Sunday night popped up, and my wife and I decided to go have a drink before dinner. As soon as we turned onto Second Street, we could see police lights in both directions. We drove into downtown, through this gritty urban corridor, past motels and the Greyhound station only to find our bar of choice was closed. The neighborhood has plenty of watering holes within a stone’s throw, so we walked over to try West Street Wine Bar instead.
West Street Market, where the Wine Bar sits facing the street for which it’s named, seemed so wonderful and full of potential when it started. A hip urban marketplace—like Pike Place in Seattle, they said—in historical brick buildings downtown, with cool shops, bars and restaurants around an open courtyard for music in the summer. It seemed like such a cosmopolitan thing for Reno. For various reasons, the Market has merely clung to life, hanging on while midtown and elsewhere thrive. Tenants have come and gone with varying degrees of success. West Street Wine Bar appears to buck the trend, occupying the Market for the better part of a decade.
We ducked into the front door and were immediately greeted by the aromas of neighboring Thali’s Indian cuisine wafting in from next door. Despite the temptation, dinner awaited at home, so we settled in at a table looking onto the sidewalk. During warmer months, I’m sure the glass garage door forming the front wall would have been rolled up, allowing us to spill out like Parisian bistro diners.
Loyal readers know my connoisseurship lies in beer, and I’ll be the first to admit my wine palate only has two categories: like and don’t like. I struggle to find the words to describe the flavors and aromas of wine. Faced with this menu full of choices like Pinot, Malbec and Sancerre, I was out of my league. At least they’re in obvious categories like reds, whites and bubbly. There’s even a unique-sounding amber wine—resulting from “extended skin contact,” with the grapes, I’ve gathered. The handful of acceptable craft and import beers offered an easy out, but, no, this is a wine bar, so wine it would be.
Rather than struggle with choices we weren’t qualified to make, we ordered one curated flight of whites and another of reds. Three-ounce pours of three “tap reds” and three French whites were available. I later learned the themes and selections rotate fairly regularly. More knowledgeable drinkers could create their own flight from any available choices or ask for help in creating one. The science nerd in me was impressed by the wine preservation system that allows opened bottles to remain fresh even when divided into multiple pours over time.
One reason I think wine intimidates me is price. Although I’ll confidently spend too much on a bottle of fancy beer, even mid-tier wine feels like a gamble at $12-$14 a glass, given my lack of refined taste.

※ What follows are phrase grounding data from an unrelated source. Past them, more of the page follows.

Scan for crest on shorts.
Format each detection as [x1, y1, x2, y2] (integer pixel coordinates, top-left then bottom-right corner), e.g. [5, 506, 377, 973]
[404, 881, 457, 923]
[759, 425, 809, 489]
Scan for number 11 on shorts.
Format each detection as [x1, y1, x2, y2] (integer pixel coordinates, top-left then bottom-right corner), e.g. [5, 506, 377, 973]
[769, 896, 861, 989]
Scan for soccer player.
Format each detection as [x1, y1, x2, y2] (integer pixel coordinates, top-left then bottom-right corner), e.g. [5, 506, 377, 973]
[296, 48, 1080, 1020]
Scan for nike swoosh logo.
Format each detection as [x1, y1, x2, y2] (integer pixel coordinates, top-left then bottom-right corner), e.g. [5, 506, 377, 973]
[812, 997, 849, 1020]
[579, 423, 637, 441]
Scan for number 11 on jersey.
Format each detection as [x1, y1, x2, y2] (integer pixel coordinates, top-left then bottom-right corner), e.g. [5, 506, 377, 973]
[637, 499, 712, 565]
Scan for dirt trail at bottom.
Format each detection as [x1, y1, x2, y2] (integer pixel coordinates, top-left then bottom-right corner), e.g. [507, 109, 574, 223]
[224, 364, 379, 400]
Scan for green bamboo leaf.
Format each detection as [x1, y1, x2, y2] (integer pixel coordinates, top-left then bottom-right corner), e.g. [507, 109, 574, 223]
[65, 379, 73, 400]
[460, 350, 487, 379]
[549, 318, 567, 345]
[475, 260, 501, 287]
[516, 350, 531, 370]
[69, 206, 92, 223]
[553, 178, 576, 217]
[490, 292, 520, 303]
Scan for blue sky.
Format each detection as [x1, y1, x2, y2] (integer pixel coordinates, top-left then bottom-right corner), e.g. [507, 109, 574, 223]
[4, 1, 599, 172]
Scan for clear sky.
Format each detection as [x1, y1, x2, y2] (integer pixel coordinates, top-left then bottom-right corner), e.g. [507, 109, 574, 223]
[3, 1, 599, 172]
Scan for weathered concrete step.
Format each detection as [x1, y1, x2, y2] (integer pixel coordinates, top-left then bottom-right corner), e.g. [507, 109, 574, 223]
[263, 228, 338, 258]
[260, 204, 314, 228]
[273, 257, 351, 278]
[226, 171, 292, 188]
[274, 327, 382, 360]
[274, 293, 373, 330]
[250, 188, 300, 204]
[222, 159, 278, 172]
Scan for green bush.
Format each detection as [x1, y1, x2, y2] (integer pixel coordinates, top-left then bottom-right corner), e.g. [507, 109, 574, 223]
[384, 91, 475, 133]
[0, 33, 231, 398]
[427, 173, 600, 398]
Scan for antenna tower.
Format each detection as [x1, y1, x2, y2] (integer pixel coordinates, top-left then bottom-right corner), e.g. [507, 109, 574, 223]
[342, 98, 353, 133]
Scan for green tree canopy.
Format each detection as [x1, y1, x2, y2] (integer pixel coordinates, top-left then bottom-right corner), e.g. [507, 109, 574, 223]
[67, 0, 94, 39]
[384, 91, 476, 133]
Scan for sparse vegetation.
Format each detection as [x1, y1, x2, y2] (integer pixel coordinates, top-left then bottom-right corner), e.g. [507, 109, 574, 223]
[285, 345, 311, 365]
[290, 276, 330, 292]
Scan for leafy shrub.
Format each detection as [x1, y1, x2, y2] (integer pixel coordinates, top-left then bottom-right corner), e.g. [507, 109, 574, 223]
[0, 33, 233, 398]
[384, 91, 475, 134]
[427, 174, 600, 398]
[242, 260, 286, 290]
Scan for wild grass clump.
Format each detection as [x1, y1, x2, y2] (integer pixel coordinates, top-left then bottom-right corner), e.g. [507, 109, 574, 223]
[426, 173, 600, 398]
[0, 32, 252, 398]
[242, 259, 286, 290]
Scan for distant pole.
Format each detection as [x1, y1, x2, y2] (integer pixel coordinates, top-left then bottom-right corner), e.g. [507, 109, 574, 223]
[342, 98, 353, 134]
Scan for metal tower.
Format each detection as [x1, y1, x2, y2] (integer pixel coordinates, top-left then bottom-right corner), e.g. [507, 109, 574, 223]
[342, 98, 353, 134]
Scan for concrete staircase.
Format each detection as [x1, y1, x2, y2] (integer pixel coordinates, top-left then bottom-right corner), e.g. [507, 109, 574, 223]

Still, with the range of options from tolerably priced glasses to carafes and bottles I could never believe are worth the cost, it seemed like there was something for everyone at West Street. Even non-drinkers have coffee or Pellegrino available.
There were people happily dining in the common seating through the back door and wines from around the globe—from Mexico and Greece to New York and, obviously, France and California. It all felt very metropolitan and, dare I say, chic?